Self-care. Self-care. Self-care. This fashionable word is thrown around like confetti nowadays, and is being marketed to women in particular. But what is it?
Self-care requires taking a holistic approach to life; caring for ourselves in all regards. It is part of a pro-active strategy to prevent burn-out. In its most simplest form it is classed as any intentional act taken to meet an individual’s physical, mental, spiritual or emotional needs.
As soon as you type ‘self-care’ into a search engine you will be inundated with an abundance of activities you can incorporate into building your own self-care routine: manicures, massage, hot bubble baths, picking flowers, reading a book, getting acupuncture, walking … But what is the real meaning of self-care?
I wanted to write this blog because I, like many women I know, find it relatively tricky to allow myself to practice self-care on a regular basis.
I feel that investing time in taking care of my own body and mind should fall behind the needs of everyone else and in all honesty, upon hearing the phrase self-care I immediately feel queasy. But why is this? Why don’t we payas much attention to ourselves as we do to other people? Self-care is a concept that is largely misunderstood and as a result of this a number of myths have developed surrounding it, for example; self-care is selfish and we have to earn the right to practice it. NO! It is myths such as these that are partially to blame for our inability to practice sustainable self-care and so it is crucial we remember they are just that – myths. There are other barriers that can make long-term self-care tricky though, including anxiety, stress, your inner critic, others being critical of your choices, feeling like you don’t have the time…
So, what if we try and modify our view of self-care in order to try and overcome some of these barriers to self-care?

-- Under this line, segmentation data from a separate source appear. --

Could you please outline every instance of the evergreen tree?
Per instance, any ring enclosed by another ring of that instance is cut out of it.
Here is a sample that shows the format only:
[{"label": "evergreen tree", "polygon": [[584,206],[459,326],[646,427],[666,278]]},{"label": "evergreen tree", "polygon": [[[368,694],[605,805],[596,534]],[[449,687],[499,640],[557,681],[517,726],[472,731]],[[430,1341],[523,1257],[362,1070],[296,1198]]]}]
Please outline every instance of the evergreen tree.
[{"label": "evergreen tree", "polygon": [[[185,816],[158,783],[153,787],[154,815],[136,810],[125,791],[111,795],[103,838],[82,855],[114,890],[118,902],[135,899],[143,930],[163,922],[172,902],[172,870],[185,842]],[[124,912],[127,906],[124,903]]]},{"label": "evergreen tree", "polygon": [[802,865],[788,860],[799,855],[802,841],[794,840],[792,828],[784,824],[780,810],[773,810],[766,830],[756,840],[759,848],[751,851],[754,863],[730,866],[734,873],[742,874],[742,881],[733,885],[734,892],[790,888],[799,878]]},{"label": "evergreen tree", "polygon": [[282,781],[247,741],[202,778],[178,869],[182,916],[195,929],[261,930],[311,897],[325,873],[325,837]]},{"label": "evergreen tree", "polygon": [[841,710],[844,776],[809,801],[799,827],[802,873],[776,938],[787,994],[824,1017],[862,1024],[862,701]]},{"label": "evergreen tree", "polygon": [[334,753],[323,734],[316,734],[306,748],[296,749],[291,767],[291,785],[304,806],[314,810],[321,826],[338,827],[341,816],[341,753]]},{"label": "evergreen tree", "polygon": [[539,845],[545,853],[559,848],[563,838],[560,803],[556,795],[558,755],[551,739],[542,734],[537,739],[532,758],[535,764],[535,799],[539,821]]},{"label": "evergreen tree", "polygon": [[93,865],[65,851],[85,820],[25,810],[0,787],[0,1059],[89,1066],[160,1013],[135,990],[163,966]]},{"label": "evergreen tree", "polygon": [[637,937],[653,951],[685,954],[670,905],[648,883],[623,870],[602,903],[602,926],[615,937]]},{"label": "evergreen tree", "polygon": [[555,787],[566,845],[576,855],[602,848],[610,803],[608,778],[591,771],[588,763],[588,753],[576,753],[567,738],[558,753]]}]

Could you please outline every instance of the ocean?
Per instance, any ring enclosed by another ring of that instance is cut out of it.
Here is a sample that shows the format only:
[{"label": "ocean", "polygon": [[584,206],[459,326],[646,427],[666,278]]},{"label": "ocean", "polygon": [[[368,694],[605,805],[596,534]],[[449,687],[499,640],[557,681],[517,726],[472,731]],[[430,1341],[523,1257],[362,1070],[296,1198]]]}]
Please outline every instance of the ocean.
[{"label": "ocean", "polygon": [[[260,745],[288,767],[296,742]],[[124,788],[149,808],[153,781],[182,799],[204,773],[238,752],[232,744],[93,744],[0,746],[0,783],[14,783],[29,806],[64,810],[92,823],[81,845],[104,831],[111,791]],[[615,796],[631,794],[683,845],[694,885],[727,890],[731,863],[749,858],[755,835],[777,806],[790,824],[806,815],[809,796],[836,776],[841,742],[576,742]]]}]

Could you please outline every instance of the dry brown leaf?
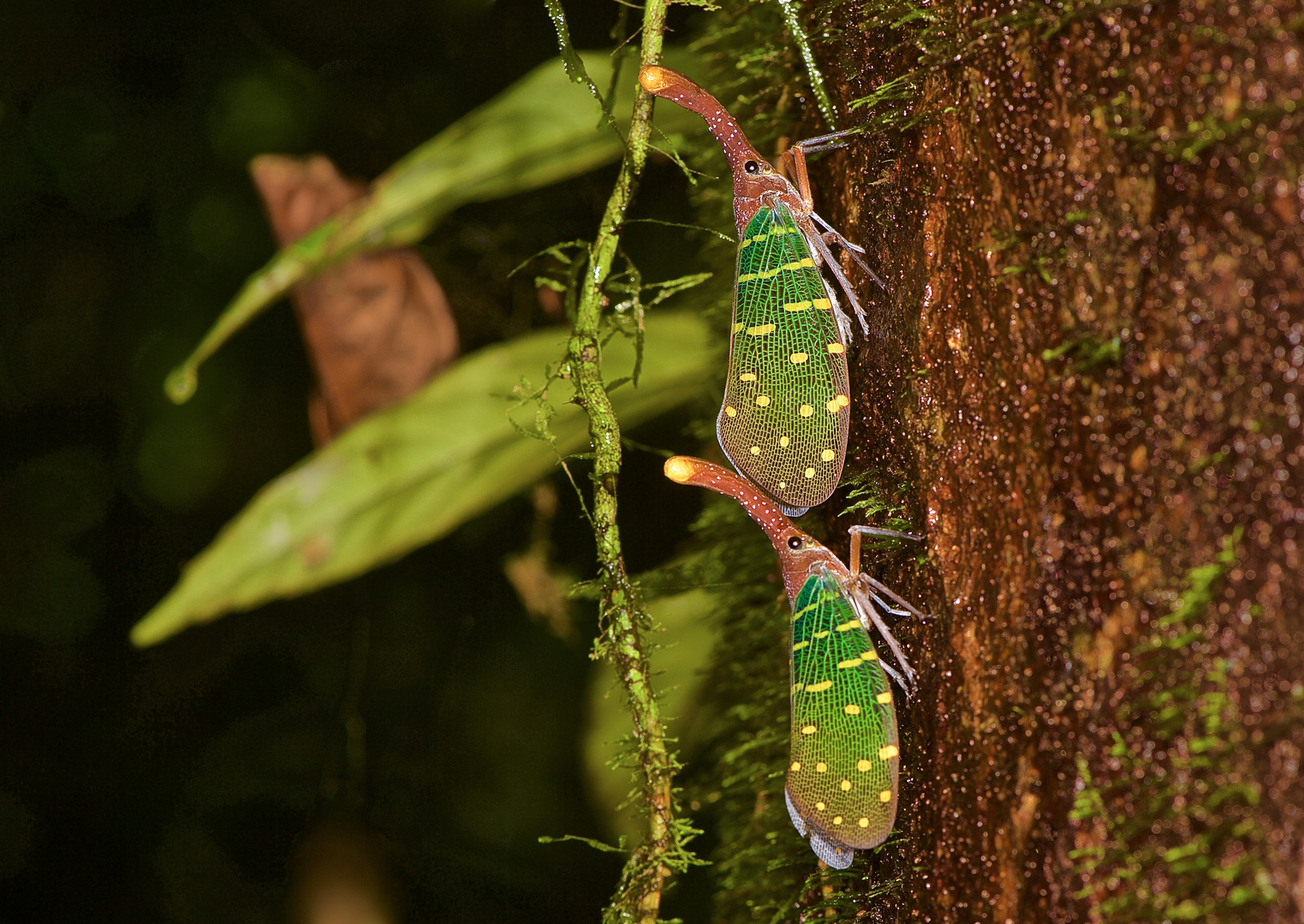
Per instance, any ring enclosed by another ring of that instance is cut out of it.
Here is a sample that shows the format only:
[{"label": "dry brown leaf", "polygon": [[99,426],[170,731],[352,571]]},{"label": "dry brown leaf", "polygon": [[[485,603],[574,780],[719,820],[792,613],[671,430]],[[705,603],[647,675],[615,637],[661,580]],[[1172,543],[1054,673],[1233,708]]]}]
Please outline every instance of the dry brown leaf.
[{"label": "dry brown leaf", "polygon": [[[262,154],[249,173],[280,246],[366,193],[319,154]],[[449,300],[408,248],[355,257],[297,285],[291,301],[317,373],[308,417],[318,446],[411,395],[458,354]]]}]

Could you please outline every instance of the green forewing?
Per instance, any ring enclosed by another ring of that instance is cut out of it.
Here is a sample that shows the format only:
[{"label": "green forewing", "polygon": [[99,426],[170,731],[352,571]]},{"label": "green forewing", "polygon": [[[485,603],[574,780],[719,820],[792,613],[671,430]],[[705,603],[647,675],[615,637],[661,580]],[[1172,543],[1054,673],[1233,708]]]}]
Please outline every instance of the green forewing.
[{"label": "green forewing", "polygon": [[792,683],[789,803],[833,845],[876,847],[896,817],[896,710],[870,633],[825,570],[797,594]]},{"label": "green forewing", "polygon": [[823,503],[842,473],[850,400],[832,305],[792,211],[760,209],[738,245],[716,430],[729,461],[785,507]]}]

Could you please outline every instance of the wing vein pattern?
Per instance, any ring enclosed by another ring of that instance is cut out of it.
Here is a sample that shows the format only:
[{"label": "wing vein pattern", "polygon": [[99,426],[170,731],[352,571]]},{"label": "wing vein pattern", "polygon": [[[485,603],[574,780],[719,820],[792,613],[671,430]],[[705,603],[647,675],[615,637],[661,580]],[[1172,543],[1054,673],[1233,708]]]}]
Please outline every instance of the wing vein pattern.
[{"label": "wing vein pattern", "polygon": [[747,224],[735,279],[720,446],[785,507],[814,507],[837,487],[846,456],[846,352],[824,279],[782,202]]},{"label": "wing vein pattern", "polygon": [[852,850],[883,843],[896,818],[892,691],[868,632],[825,568],[802,585],[792,639],[788,805],[815,852],[845,868]]}]

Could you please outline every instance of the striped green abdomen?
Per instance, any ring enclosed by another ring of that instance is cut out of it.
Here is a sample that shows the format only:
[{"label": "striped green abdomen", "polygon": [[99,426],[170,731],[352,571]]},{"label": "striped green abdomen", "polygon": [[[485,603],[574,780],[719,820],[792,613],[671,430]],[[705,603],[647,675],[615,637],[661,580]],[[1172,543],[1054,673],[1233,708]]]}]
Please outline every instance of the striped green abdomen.
[{"label": "striped green abdomen", "polygon": [[794,605],[792,684],[790,805],[833,845],[876,847],[896,818],[896,710],[868,632],[824,570]]},{"label": "striped green abdomen", "polygon": [[846,354],[824,280],[782,203],[760,209],[739,242],[729,344],[721,448],[782,506],[823,503],[846,456]]}]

I want to use the following analogy to explain what I mean by this. It is taken from a book called Boundaries: How to Draw the Line in Your Head, Heart and Home (Miller & Lambert, 2018): “…remember when you get on a plane how the flight attendants tell you – in case of emergency – to put on your own oxygen mask first, before helping others?” This is a practical example of self-care but the principle remains the same in everyday life – self-care is not about ignoring the needs of others; it’s about not ignoring yourself. It’s about boundaries, not just bath bombs (not that there’s anything wrong with bath bombs!). Self-care consists of establishing limits for yourself and having boundaries that you can communicate and stick to. Ironically, when we take the time to meet our own needs we will feel recharged and have more energy to give to others, and we will have the nourishment we need to achieve great things.
In reality self-care can be hard and difficult to embrace at first.
Sometimes it can feel selfish. Sometimes we might not want to do it. But, self-care is a necessity and ultimately it is about self-preservation. It will mean different things to you at different times in your life. If something big is going on (i.e. a break up, a house move) you may need to take care of yourself in a gentler way, but if things are going well for you the best self-care might be to challenge yourself a little! Self-care is a personal journey, no-one else’s way is the right way for you so it is important to learn what YOU need and become self-aware.
Remember, you are deserving of a little of your time and energy, just as much as anyone else around you.